An end to end analytics platform that models and visualizes customer churn. The project blends together concepts from data engineering, analytics engineering, and MLOps.
Analytics Dashboard
ML Monitoring Dashboard
This project was developed to:
- Employ various elements of the modern data stack
- Be applied to a somewhat realistic business use case
- Serve as a template for others to learn from and use via extensive documentation
- Consider CI/CD setup with ECR and Jenkins.
- Integrate Prometheus to log operational metrics like model inference latency.
- Add DVC as a more comprehensive option compared to MLFlow's built-in solution.
- Look into including data drift and feature explainability as additional metrics. Explainabilty can be used to observe feature importance changes over time.
- Implement unit and integration tests for Airflow functions.
- Develop SCD2 functionality for dimension tables.
- Evaluate feasibility of incremental refresh (models) via dbt to prevent overhead.
Model retraining pipelines with Experiment Tracking using MLflowAutomated model deployment using MLflow Model RegistryMonitoring using Evidently and Grafana
For this project, the Telco Customer Churn data module which is a sample dataset on IBM's Cognos Analytics platform was selected because it seemed like the best representative considering the difficulty in finding a decent dataset for the use case.
The dataset is then used to train two models. The first is a Gaussian Copula Synthesizer to produce synthetic data with characteristics similar to the original. This is done since there is not much data to go around and serves as a rudimentary imitation of data entering the database. The second is the product of using FLAML's AutoML implementation on the data, and its purpose is to predict churn status for a particular user. These experiments are tracked using MLFlow for better observability and minIO is employed as an object store for the various artefacts involved.

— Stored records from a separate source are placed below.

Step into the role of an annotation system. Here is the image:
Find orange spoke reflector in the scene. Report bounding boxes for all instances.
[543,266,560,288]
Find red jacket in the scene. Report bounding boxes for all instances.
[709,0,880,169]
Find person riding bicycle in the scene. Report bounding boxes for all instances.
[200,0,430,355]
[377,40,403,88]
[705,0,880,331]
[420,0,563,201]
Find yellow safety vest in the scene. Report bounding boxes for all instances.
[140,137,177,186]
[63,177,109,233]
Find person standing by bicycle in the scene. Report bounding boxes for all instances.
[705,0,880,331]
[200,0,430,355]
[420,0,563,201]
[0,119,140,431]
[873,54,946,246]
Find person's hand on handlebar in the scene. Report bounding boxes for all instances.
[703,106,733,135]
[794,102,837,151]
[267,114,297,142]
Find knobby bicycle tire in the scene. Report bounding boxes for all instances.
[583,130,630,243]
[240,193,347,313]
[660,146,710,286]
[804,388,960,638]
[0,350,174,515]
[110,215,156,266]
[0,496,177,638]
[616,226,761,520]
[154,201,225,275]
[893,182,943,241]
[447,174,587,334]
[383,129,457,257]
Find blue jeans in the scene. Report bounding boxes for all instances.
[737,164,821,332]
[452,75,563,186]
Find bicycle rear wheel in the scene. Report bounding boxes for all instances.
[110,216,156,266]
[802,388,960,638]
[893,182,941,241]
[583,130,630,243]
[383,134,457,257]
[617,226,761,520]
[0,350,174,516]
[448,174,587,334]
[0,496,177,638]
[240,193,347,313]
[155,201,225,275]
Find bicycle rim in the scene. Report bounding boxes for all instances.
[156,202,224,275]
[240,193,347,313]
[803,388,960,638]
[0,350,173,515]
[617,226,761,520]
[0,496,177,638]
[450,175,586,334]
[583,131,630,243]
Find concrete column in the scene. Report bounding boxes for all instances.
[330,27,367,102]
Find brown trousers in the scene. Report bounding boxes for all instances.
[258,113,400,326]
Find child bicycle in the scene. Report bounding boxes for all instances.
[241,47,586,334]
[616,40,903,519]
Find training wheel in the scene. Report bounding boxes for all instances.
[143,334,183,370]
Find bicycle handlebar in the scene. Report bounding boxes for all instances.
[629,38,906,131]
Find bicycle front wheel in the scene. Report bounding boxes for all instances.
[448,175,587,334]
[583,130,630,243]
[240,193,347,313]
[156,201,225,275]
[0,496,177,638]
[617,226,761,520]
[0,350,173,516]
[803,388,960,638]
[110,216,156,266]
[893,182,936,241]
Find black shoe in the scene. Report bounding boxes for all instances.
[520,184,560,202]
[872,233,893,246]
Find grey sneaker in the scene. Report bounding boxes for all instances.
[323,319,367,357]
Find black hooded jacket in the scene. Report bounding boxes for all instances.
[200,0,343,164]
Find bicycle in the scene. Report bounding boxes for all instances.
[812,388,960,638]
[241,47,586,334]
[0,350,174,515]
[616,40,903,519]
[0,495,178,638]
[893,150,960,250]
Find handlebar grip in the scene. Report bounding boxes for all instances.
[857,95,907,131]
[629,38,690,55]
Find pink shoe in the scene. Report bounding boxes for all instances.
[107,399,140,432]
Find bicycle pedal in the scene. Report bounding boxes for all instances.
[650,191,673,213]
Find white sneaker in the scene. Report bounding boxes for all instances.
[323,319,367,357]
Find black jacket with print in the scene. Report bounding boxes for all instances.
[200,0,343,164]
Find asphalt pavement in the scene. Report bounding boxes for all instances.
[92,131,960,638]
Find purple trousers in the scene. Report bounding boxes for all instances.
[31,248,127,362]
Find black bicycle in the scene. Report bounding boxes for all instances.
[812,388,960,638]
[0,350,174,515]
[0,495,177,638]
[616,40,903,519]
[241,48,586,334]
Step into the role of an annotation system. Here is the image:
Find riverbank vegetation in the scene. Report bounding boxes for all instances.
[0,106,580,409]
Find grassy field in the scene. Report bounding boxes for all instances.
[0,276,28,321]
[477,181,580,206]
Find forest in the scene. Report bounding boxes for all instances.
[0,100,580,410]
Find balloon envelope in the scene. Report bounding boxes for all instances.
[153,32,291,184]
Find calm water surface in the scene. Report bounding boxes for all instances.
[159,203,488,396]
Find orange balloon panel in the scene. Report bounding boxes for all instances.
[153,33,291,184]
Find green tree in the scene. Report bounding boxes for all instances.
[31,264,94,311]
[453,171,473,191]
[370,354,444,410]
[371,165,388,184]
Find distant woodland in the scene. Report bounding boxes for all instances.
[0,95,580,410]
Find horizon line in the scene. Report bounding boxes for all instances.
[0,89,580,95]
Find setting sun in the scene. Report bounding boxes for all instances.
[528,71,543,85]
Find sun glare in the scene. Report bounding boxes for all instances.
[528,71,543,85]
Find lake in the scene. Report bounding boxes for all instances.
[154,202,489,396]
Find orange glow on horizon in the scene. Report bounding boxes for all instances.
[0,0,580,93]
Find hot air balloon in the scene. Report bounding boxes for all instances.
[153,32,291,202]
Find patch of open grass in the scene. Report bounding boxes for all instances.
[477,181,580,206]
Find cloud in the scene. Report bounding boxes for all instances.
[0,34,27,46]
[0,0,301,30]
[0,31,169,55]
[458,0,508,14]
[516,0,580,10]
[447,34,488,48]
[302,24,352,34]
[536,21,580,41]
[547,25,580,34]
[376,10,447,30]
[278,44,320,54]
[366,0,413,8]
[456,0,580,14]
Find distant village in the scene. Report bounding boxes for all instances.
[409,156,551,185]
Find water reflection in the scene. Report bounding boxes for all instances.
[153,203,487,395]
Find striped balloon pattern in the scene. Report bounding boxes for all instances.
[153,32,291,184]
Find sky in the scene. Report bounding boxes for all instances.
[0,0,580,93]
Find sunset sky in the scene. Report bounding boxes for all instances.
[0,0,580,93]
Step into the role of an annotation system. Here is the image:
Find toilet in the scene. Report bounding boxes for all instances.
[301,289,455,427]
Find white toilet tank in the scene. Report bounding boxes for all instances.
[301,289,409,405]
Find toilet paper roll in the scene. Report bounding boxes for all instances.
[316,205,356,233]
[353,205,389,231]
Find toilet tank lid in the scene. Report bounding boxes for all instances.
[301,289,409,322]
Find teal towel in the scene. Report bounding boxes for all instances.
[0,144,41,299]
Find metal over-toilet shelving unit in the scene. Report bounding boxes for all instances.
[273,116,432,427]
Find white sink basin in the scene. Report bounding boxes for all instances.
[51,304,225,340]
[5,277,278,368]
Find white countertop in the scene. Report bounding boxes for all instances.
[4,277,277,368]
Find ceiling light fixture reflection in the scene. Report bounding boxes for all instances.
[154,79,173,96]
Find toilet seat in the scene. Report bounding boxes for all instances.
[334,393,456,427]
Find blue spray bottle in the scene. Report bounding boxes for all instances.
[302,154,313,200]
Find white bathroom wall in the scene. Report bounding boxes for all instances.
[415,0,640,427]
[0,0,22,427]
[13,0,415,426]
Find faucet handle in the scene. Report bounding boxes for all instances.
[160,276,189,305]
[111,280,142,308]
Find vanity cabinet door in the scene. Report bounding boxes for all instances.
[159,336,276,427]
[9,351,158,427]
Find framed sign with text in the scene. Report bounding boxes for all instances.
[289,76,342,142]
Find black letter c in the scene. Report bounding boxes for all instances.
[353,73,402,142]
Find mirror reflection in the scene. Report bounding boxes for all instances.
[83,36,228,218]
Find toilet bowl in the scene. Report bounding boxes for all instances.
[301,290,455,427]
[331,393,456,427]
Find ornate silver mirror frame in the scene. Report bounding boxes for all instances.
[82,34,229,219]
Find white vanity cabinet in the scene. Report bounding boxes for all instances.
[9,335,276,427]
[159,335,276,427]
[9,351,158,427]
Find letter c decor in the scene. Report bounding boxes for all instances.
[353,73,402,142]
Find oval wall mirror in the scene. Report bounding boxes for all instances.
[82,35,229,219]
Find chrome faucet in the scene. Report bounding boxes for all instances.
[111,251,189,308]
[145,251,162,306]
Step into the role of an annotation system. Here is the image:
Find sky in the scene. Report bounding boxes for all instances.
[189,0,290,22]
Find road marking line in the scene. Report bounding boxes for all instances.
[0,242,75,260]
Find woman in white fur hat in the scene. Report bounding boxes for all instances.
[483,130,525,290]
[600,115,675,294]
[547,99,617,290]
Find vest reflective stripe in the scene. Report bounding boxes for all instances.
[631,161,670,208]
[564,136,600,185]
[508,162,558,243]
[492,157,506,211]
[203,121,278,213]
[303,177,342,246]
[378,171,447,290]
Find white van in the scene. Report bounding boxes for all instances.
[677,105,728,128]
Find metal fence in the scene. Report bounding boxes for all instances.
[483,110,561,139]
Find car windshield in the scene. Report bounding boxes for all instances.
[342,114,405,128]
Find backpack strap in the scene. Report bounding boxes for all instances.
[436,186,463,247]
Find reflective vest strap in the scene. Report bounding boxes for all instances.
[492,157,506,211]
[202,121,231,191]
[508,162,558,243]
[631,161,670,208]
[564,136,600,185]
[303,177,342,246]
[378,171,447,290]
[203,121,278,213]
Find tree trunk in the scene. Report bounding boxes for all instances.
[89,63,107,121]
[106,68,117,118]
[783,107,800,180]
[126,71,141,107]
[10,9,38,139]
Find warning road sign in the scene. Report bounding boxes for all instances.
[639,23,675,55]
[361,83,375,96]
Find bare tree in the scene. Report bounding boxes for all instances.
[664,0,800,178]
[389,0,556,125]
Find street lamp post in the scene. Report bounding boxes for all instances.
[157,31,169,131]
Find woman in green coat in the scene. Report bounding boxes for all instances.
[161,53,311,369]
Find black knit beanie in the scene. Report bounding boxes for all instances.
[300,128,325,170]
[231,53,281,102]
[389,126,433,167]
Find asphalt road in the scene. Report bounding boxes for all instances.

The synthesizer model is hosted via FastAPI, while the classifier is deployed with MLFlow model registry, which dynamically exposes the latest "Champion" model for inference. Airflow is then used to orchestrate the pulling of data from the Synthesizer, obtaining churn status prediction for said data from the classification model, generating a ULID for each customer, and writing it all to a Postgres database. It then triggers dbt afterward to run tests and apply necessary transformations. Airflow is used to record model metrics at a regular frequency and also to retrain the classifier. The data is modeled after the star schema and is finally visualized as a dashboard using Metabase. The various model metrics are stored and is monitored with Grafana to proactively deal with any problems that may arise.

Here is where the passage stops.